Her hair flowed down her shoulders like a shield, and yet her courage wavered. He will never agree to this, she thought, but it was too late now. He must know her intentions, and she was too proud to alter her course.

“John Tamerlaine,” she began to say.

“Jack.”

Adaira blinked, astounded he had just interrupted her proposal. “Your given and legal name is John.”

“But I answer only to Jack.”

“Very well then,” Adaira said through her teeth, and she could feel the color rising in her face. “Jack Tamerlaine. Handfast yourself to me. Give me your vow and be my husband for a year and a day, and thereafter should we both desire it.”

Jack was silent, as if he expected her to say more. Adaira keenly felt the pain in her knee as she held her position. The prickling dread of waiting for his answer. When his silence dragged on, she let out a huff of air.

“What do you say, Jack? Give me an answer, so I may rise.”
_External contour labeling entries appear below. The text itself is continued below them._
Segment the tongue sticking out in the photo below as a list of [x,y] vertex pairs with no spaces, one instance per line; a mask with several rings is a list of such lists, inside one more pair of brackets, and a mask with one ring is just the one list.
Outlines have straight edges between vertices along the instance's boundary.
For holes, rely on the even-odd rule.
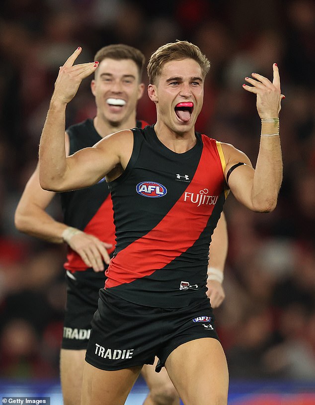
[[190,115],[194,106],[192,102],[178,103],[175,107],[175,112],[177,117],[184,122],[187,122],[190,119]]

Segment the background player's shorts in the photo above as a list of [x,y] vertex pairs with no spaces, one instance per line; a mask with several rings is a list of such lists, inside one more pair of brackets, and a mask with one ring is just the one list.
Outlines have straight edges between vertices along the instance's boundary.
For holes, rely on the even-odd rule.
[[209,299],[195,299],[184,308],[157,308],[133,304],[101,290],[98,310],[85,360],[102,370],[153,364],[159,371],[177,346],[195,339],[219,340]]
[[61,347],[86,349],[91,332],[91,321],[97,309],[98,292],[104,288],[104,271],[92,269],[71,273],[67,271],[67,304]]

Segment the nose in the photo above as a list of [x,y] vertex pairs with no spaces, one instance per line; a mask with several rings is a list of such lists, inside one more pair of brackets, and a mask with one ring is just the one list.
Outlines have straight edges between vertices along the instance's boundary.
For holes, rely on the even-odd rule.
[[190,97],[191,95],[191,89],[189,83],[185,82],[182,83],[180,95],[183,97]]
[[113,93],[121,93],[122,92],[122,84],[120,81],[114,81],[112,83],[111,89]]

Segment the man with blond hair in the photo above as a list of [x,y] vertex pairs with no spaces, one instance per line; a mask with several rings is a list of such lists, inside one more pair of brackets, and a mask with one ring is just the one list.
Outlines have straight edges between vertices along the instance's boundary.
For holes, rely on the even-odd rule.
[[282,176],[278,67],[244,88],[256,94],[261,119],[254,169],[232,145],[195,131],[210,65],[198,47],[160,47],[148,66],[155,125],[106,137],[66,157],[66,106],[95,62],[60,70],[40,144],[40,181],[55,192],[106,176],[116,245],[92,321],[82,405],[121,405],[144,364],[157,356],[185,405],[227,403],[228,372],[206,295],[209,244],[229,190],[249,209],[275,207]]

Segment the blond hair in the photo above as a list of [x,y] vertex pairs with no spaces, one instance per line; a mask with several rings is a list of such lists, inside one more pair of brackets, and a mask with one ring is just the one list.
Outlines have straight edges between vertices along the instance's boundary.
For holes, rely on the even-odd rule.
[[151,84],[155,84],[164,65],[170,61],[193,59],[201,68],[203,79],[209,72],[210,63],[197,45],[188,41],[179,41],[165,44],[152,54],[148,64],[148,75]]
[[146,58],[144,55],[139,49],[124,44],[107,45],[101,48],[96,52],[94,60],[98,61],[100,63],[103,59],[106,58],[117,61],[122,59],[130,59],[133,61],[138,68],[139,80],[141,80]]

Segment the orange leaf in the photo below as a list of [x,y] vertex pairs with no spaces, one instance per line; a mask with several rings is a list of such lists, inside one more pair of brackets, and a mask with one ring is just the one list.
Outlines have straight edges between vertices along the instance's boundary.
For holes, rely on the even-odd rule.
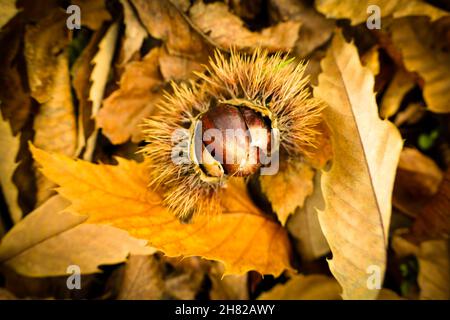
[[96,165],[30,146],[42,172],[72,202],[69,211],[89,216],[87,223],[129,231],[167,256],[202,256],[221,261],[225,274],[256,270],[279,275],[290,266],[285,230],[265,217],[238,186],[230,184],[224,214],[198,216],[182,224],[147,188],[144,164],[117,158],[118,165]]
He dragged his hand through his hair, leaving it more tousled than it had been before. His expression was solemn, conflicted, as he continued to regard her. “Why, Adaira? Why are you asking me? Is it because you need someone to go with you into the west?”

“Yes,” she said. She didn’t tell him the whole of it. She didn’t tell him that she was lonely, that she was overwhelmed some days with all the responsibilities that were set before her. That she sometimes wanted to be held and listened to and touched, that she wanted to be with someone who challenged her, sharpened her, made her laugh. Someone she could trust.